David Gerring is a group leader for the development of speciality pharmaceutical products at BTG.  He gained a graduate degree at Reading University in 1996 and moved on to post graduate education at Oxford University where he used gene profiling and protein expression techniques to identify novel tumour associated antigens in leukaemia and lymphomas.   He then spent several years researching and characterising transmissible spongiform encephalopathy’s before moving into the pharmaceutical sector in 2005.  Here he was involved in the development and licensure of a recombinant humanised anti-TNF monoclonal, used molecular evolution techniques in the advancement of specific T-Cell receptor therapies and was involved in the characterisation of viral platforms for Tuberculosis immunisation before joining BTG in 2011.
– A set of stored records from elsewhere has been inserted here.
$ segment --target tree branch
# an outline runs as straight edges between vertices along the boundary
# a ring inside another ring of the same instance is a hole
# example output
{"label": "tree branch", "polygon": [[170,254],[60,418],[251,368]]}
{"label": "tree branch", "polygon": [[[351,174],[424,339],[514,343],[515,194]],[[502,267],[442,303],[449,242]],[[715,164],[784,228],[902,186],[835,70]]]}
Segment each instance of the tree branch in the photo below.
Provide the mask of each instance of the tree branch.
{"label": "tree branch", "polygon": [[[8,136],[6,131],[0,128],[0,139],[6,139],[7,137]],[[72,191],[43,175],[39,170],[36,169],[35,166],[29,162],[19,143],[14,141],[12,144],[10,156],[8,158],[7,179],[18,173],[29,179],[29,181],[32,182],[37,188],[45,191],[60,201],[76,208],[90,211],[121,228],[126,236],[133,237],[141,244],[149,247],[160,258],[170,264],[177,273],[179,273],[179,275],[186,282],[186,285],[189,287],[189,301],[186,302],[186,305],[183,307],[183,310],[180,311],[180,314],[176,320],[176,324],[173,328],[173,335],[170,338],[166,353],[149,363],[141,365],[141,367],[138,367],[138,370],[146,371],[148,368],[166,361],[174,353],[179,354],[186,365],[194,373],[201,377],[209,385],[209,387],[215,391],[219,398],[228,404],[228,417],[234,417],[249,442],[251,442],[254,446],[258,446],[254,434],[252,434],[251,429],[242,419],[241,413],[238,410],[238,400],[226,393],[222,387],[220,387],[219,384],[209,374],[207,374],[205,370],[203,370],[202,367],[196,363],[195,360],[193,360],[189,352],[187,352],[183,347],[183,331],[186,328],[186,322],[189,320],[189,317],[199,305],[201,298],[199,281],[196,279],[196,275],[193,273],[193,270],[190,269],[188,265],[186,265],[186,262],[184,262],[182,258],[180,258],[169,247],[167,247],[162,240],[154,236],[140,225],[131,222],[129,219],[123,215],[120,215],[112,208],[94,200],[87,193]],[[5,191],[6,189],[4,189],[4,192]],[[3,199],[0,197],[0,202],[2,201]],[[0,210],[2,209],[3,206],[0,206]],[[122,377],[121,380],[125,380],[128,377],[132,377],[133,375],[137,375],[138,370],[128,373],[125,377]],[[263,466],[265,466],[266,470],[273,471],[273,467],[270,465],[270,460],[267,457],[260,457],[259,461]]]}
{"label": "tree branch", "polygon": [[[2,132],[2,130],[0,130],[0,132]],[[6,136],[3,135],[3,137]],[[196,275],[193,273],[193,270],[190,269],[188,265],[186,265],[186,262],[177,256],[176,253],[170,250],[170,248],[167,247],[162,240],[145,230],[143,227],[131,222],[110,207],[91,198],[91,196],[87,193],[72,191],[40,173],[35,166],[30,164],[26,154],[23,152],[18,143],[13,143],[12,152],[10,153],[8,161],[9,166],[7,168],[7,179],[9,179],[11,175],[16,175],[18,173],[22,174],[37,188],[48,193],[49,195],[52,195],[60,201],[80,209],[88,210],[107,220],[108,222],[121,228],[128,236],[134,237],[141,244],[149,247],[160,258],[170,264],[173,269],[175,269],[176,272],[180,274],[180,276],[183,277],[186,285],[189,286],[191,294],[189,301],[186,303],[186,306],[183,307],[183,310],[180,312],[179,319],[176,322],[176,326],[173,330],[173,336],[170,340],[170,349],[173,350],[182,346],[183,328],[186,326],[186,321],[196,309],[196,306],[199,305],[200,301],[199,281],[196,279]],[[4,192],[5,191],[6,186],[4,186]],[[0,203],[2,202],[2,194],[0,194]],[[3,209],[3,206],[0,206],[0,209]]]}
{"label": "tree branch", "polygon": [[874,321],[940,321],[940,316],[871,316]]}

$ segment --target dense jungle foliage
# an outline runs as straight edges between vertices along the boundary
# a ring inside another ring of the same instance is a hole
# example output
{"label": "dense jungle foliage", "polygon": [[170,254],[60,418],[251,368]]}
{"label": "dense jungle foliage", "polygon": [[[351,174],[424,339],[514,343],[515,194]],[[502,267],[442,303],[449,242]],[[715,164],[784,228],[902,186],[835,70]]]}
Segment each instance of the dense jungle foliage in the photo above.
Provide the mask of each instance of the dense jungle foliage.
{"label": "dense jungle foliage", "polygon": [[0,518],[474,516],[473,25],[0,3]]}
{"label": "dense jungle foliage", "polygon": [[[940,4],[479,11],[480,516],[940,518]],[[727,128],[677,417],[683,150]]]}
Kirk125w Dr. Mark Kirk is an emergency physician and medical toxicologist at the University of Virginia in Charlottesville, Virginia. He is Associate Professor in the School of Medicine’s Department of Emergency Medicine and Department of Pediatrics and he serves as the Medical Director for the UVA Medical Simulation Center.  He has extensive clinical experiences in hazardous materials response, mass gathering medicine and disaster medicine including participation in emergency response planning, mass gathering medicine and NDMS Disaster Medical Assistance Team responses.  He is an educator focusing on critical care toxicology, hazardous materials responses and specifically responses to large-scale incidents.  His teaching is focused on tactical aspects of patient care by translating knowledge into critical decision-making skills and actions.  He recently served as a technical expert and advisor to the Department of Homeland Security. 
Dr. William J. Meggs is a Medical Toxicologist and Emergency Physician practicing at Vidant Medical Center in Greenville, North Carolina. He is Professor of Emergency Medicine and Chief of the Division of Toxicology at the Brody School of Medicine at East Carolina University. His research interests include chronic effects of organophosphate poisoning and first aid and other treatments for poisonous snake and spider bites. He was a toxicology fellow at the New York City Poison Center and the recipient of the 2010 American College of Medical Toxicology award for outstanding contributions to toxicology research. 

Dr.Nathan Menke is a second year medical toxicology fellow at the University of Pittsburgh Medical Center. Dr. Menke received his medical degree at the Ohio State University in 2002; he completed his Emergency Medicine Residency at the Medical College of Virginia in 2005.  Dr. Menke completed his Ph.D. in Biochemistry and Molecular Biology from Virginia Commonwealth University in 2010.  Dr. Menke is board-certified in Emergency Medicine.


Dr. Christian A. Tomaszewski is faculty member at the emergency medicine residency at the University of California San Diego.  After training in EM at East Carolina University, he completed at clinical toxicology fellowship at Rocky Mountain Poison Center in Denver.  Simultaneously he trained and became boarded in underwater and hyperbaric medicine as well.  After serving as toxicology fellowship director and medical director of hyperbaric medicine at Carolinas Medical Center, he completed two emergency medicine enhancement projects in United Arab Emirates and Qatar.   After four years abroad, he joined the faculty at the UCSD, where he serves as associate director of emergency clinical services as well associate medical director for the local poison center.  His research interests continue to include carbon monoxide, cardiovascular toxins, and medication safety.